Rambles around computer science

Diverting trains of thought, wasting precious time

Mon, 06 Oct 2014

Project extra

I just thought of another nice project idea, so here it is.

A generic fuzz-tester, using DWARF

Fuzz-testing is a technique for randomised software testing. The software under test is run with randomly modified inputs, starting from existing test inputs. This covers more code paths, hence potentially finding more bugs, than using only human-crafted test inputs.

Typically, fuzzers are built around particular input domains. For example, we might write one fuzzer for C compilers which generates randomised C source files. We might write another fuzzer for X11 applications which randomly modifies the packets sent over the wire. (In fact the original fuzzer, xjig, did exactly this.) We might write yet another fuzzer for a particular library API, like John Regehr describes here. This works... but can we build a more powerful, more general fuzzing system than these per-domain solutions?

This project is about building a general tool for the latter scenario: fuzzing of library APIs. We want to be able to fuzz any library whose API we have a description of. For us, this will mean described by compiler-generated DWARF debugging information. There are several technical steps to this. Firstly, we need the ability to observe and (optionally) capture API traces, typically from running an existing test suite. This can be done using something reasonably off-the-shelf like ltrace, although we might want to make some modifications to suit our purposes. Secondly, we need to perturb these traces somehow to generate randomised versions. These can be randomised both in terms of the calls made and the arguments passed; the project would need to investigate various randomisation strategies. Thirdly, we then execute these randomised traces and attempt to detect any errors that occur—perhaps assertion failures reported by the program itself, memory errors reported by Memcheck (of Valgrind fame), or type errors reported by libcrunch.

For evaluation, we would like to measure how much we improve test coverage, relative to the existing test suites. We could perhaps also compare this improvement against the improvement obtained by API-specific fuzzers, like Regehr's, hoping to do almost as well (or perhaps even better!).

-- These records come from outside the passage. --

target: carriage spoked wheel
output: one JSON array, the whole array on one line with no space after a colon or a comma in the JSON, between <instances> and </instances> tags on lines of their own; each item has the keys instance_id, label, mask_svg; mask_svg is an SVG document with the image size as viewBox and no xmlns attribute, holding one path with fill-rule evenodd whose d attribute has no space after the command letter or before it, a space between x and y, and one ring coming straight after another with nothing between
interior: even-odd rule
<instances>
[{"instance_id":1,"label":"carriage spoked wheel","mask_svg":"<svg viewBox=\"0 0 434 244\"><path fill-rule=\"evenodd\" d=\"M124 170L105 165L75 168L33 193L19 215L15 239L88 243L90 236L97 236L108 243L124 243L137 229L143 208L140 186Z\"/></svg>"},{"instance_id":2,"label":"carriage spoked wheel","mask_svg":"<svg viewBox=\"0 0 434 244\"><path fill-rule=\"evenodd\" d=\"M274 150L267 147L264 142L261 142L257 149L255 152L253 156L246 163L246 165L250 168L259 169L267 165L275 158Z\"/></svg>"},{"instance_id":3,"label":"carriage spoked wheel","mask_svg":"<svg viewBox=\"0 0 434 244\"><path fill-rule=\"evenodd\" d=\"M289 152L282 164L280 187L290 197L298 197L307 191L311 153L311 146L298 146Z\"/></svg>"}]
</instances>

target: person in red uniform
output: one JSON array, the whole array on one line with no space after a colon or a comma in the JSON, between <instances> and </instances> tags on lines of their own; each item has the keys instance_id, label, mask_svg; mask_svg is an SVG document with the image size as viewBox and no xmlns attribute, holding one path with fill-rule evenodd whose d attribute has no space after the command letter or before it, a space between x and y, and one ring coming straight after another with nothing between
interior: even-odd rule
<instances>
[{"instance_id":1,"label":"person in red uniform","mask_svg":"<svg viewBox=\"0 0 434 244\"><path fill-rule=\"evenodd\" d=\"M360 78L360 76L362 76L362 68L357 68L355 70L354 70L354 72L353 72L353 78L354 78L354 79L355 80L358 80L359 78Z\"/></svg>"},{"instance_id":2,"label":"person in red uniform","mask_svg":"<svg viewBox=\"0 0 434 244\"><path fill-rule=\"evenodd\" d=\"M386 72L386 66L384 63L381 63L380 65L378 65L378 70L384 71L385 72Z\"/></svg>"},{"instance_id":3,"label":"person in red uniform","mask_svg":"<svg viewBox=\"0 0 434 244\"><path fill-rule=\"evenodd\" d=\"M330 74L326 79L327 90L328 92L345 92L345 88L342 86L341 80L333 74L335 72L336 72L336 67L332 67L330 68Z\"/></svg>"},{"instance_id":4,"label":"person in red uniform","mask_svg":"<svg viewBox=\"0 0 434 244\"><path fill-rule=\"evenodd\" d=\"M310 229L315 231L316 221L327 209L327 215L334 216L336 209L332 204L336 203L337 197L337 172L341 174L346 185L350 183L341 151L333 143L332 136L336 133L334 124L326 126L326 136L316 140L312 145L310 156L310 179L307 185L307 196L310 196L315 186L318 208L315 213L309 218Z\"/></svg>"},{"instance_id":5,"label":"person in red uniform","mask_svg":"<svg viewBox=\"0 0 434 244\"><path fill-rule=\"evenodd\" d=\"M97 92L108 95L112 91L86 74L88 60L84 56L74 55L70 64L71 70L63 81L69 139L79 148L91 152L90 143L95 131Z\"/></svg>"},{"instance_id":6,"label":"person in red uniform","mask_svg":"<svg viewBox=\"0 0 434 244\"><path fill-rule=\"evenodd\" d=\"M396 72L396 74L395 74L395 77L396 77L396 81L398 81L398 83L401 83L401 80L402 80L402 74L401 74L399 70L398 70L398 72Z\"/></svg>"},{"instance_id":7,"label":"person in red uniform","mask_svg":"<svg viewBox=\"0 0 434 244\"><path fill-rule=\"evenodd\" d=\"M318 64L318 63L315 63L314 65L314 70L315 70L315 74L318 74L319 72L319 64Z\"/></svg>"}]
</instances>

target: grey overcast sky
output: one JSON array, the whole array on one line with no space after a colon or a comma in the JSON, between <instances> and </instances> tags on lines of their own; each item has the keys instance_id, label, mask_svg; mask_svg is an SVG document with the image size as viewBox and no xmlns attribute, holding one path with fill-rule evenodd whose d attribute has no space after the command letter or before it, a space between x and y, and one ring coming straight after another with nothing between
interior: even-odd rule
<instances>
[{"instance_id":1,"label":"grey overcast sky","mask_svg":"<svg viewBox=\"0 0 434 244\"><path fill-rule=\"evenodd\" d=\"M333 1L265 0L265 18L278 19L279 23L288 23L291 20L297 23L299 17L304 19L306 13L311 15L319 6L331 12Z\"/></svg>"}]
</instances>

One problem with fuzzing is false positives. It might be that our randomised changes yield traces which exercise the API in way that aren't supposed to work. Normally we'd want only to generate traces in which the client stays in-spec, while perhaps leading the library itself to go out-of-spec (that's what a bug is!). (In security-flavoured fuzzing, the exposed attack surface is what's important, not the documented interface per se, but the same principle applies.) Such specifications are rarely written down precisely! So, extension-wise, an obvious direction is to refine our model of APIs to allow for more semantic constraints. To pick a trivial example, if we were testing the C library's malloc implementation, one constraint is that we shouldn't double-free a chunk. That's a little subtle—it's okay to free the same chunk of memory a second time, iff it was issued by malloc a second time! There is a lot of scope for investigating this kind of constraint, and, in general, to produce more sophisticated semantic models of APIs. There is a wealth of research about “API usage patterns”, but often using only a naive finite-state formalism that struggles to capture whole-trace properties (like the malloc one I just described). We could also investigate using Daikon, or some similar invariant generator, for inferring such invariants from collections of harvested traces.